Saturday, April 17, 2010

These Nights

I don't often wax poetic, but Thursday night's walk down the mall provided inspiration and I had to "pen" this down.




These Nights
These nights make my heart race with endless, untapped possibility,
Make me ponder the sweet, fleeting moments of yesteryear,
Wonder how it can be these are memories so soon?

The dome-lit jogs among the stone and glory, beating down our demons with every step and drop of sweat,
The forgetting of troubles in gleeful coasts down Air Force Memorial hill,
Adrenaline pumping, midnight Potomac excursions, navigating turbulent waters by flashlight,
The thrill of each new explosion lighting up the night sky over the Lincoln again and again, bathing it in color as a million mesmerizing glows fade,
An unfamiliar crowd in a crushed velvet limo celebrating safe arrival in our noblest of steeds (How I still jump to think of the shot of cork out the moonroof!)
The man-child grinning maddeningly on the step as if he possessed a secret, took some secret pleasure in my presumptuous scoldings.

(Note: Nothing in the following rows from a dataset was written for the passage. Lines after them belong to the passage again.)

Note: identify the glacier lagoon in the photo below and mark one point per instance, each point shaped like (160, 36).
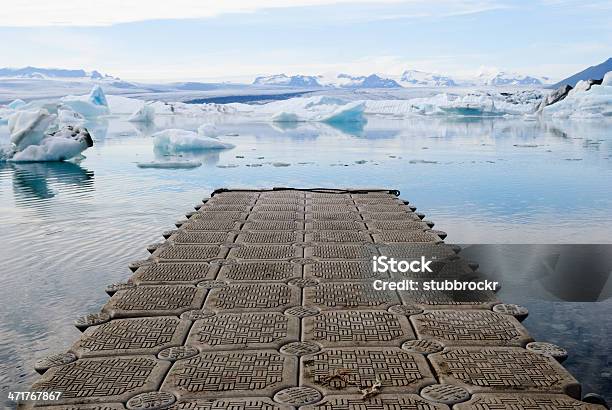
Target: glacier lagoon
(70, 229)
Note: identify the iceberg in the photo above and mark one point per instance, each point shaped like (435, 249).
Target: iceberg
(89, 106)
(170, 164)
(283, 117)
(208, 130)
(584, 103)
(97, 97)
(16, 104)
(64, 144)
(28, 127)
(309, 109)
(66, 115)
(145, 114)
(176, 140)
(351, 112)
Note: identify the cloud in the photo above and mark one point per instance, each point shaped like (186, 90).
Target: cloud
(88, 13)
(33, 13)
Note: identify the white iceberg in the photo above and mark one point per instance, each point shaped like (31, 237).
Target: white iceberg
(16, 104)
(145, 114)
(351, 112)
(309, 109)
(208, 130)
(28, 128)
(176, 140)
(285, 117)
(66, 115)
(64, 144)
(89, 106)
(595, 102)
(170, 164)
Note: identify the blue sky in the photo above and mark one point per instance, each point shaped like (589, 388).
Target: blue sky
(236, 40)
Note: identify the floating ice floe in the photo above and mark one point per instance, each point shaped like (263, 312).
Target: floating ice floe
(28, 127)
(65, 115)
(170, 164)
(64, 144)
(208, 130)
(584, 101)
(89, 106)
(333, 110)
(145, 114)
(16, 104)
(176, 140)
(30, 141)
(472, 104)
(308, 109)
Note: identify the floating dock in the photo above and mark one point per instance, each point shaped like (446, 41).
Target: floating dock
(265, 300)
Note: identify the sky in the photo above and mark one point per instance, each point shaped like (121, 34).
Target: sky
(236, 40)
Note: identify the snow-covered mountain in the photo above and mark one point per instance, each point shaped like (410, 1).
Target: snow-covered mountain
(288, 81)
(411, 78)
(370, 81)
(595, 72)
(50, 73)
(505, 78)
(336, 81)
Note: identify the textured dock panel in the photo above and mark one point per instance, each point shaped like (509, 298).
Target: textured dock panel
(470, 327)
(231, 374)
(228, 331)
(132, 336)
(525, 402)
(155, 301)
(357, 328)
(378, 402)
(253, 297)
(398, 371)
(265, 300)
(502, 369)
(103, 379)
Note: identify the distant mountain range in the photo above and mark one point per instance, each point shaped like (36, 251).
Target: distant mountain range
(409, 78)
(595, 72)
(420, 78)
(43, 73)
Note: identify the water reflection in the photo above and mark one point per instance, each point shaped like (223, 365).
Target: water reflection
(38, 180)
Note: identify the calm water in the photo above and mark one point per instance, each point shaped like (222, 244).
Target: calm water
(69, 230)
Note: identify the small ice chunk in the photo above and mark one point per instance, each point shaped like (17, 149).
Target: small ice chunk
(28, 127)
(16, 104)
(97, 97)
(285, 117)
(208, 130)
(92, 105)
(170, 164)
(66, 115)
(145, 114)
(66, 143)
(174, 140)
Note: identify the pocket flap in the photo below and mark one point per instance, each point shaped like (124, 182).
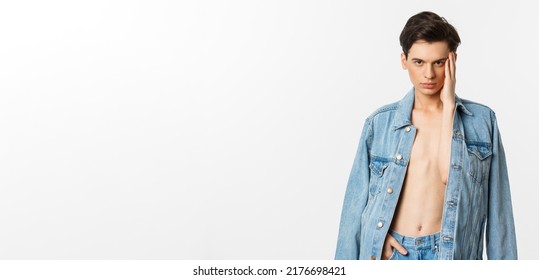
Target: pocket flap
(481, 149)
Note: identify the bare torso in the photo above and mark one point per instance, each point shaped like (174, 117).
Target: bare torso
(419, 211)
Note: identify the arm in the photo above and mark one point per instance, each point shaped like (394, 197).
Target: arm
(355, 200)
(447, 96)
(500, 231)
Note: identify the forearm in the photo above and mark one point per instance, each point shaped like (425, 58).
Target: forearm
(446, 134)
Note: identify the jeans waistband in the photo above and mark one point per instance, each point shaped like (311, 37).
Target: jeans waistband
(430, 241)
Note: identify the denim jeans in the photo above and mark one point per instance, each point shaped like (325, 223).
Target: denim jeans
(419, 248)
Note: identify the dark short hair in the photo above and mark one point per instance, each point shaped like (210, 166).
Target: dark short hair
(429, 27)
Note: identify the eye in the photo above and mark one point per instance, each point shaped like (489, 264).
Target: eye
(439, 62)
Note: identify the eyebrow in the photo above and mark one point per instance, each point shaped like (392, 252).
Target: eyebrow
(440, 59)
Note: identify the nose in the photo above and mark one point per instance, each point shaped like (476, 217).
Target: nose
(429, 72)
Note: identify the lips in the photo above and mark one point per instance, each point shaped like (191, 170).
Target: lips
(428, 85)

And the night of that very first glimpse, with a friendly stranger and ill-fitting heels.
A moment was all it took to take my breath, my heart.
One glimpse of the temple was sufficient to instill confidence in us both,
As we ventured onward sharing lives, loves, ambitions,
Taking the very world, as it were, at our command,
The same as we'd won the bar at Old Ebbitt's;
We came away feeling grand.

These nights make it all too easy to forfeit the mornings,
Forget my ne'er fulfilled vows to be rested.
Now I vacillate 'twixt hopeful joy and aching sadness,
Yet the feeling of it is one in the same.
It is the feeling of it, the very feeling ---
Spurs hope for unscathed, kindred souls yet unmet,
Assumes heart-to-hearts over botched culinary feats,
Anticipates passionate exchanges in the most unexpected of places,
Assures of a thousand experiences yet to be shared,
A thousand more breathtaking glances to be had ---
Makes these nights worth the sacrifice.

Of sleep.
Of reason.
Of inhibition.
Of pride.

And so, dearest ones, I bid you good to these nights.